AI Seminar: Safe Testing

Rianne de Heidi portrait photo

Livestream

The event will be livestream over zoom (https://ucph-ku.zoom.us/j/69078696930?pwd=K2tJNHczcU1QbGVqYllFdFhDcmlLQT09), for those of you would rather participate remotely. 

Speaker

Rianne de Heide, PhD Candidate, Leiden University.

Abstract

We present a new theory of hypothesis testing. The main concept is the E-value, a notion of evidence which, unlike p-values, allows for effortlessly combining evidence from several tests, even in the common scenario where the decision to perform a new test depends on the previous test outcome: safe tests based on E-values generally preserve Type-I error guarantees under such "optional continuation". E-values exist for completely general testing problems with composite null and alternatives. Their prime interpretation is in terms of gambling or investing, each E-value corresponding to a particular investment. Surprisingly, optimal "GROW" E-values, which lead to fastest capital growth, are fully characterized by the joint information projection (JIPr) between the set of all Bayes marginal distributions on H0 and H1. Thus, optimal E-values also have an interpretation as Bayes factors, with priors given by the JIPr.
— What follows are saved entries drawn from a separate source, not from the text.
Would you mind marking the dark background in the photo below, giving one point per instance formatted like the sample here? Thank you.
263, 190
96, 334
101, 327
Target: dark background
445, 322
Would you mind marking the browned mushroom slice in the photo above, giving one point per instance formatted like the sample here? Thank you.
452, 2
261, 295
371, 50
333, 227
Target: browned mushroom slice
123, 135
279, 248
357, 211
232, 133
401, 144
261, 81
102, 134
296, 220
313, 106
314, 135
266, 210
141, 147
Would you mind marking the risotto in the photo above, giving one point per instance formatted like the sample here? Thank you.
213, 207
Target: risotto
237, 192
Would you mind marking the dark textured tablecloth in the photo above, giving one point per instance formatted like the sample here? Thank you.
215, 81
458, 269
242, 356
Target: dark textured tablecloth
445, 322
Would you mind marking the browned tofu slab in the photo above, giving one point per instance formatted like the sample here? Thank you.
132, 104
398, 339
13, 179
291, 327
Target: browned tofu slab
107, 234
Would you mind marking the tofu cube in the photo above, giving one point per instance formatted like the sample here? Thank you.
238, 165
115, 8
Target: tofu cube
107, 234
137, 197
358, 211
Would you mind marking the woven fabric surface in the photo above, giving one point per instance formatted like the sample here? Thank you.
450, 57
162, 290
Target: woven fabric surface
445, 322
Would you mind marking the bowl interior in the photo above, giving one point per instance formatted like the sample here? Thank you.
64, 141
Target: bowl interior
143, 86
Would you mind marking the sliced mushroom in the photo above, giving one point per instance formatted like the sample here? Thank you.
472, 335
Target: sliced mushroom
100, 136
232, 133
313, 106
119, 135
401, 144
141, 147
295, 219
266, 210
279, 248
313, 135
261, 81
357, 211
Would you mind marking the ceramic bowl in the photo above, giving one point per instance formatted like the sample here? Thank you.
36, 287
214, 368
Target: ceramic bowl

We illustrate the theory using two classical testing scenarios: the one-sample t-test and the 2x2 contingency table. In the t-test setting, GROW s-values correspond to adopting the right Haar prior on the variance, like in Jeffreys' Bayesian t-test. However, unlike Jeffreys', the "default" safe t-test puts a discrete 2-point prior on the effect size, leading to better behavior in terms of statistical power. Sharing Fisherian, Neymanian and Jeffreys-Bayesian interpretations, E-values and safe tests may provide a methodology acceptable to adherents of all three schools.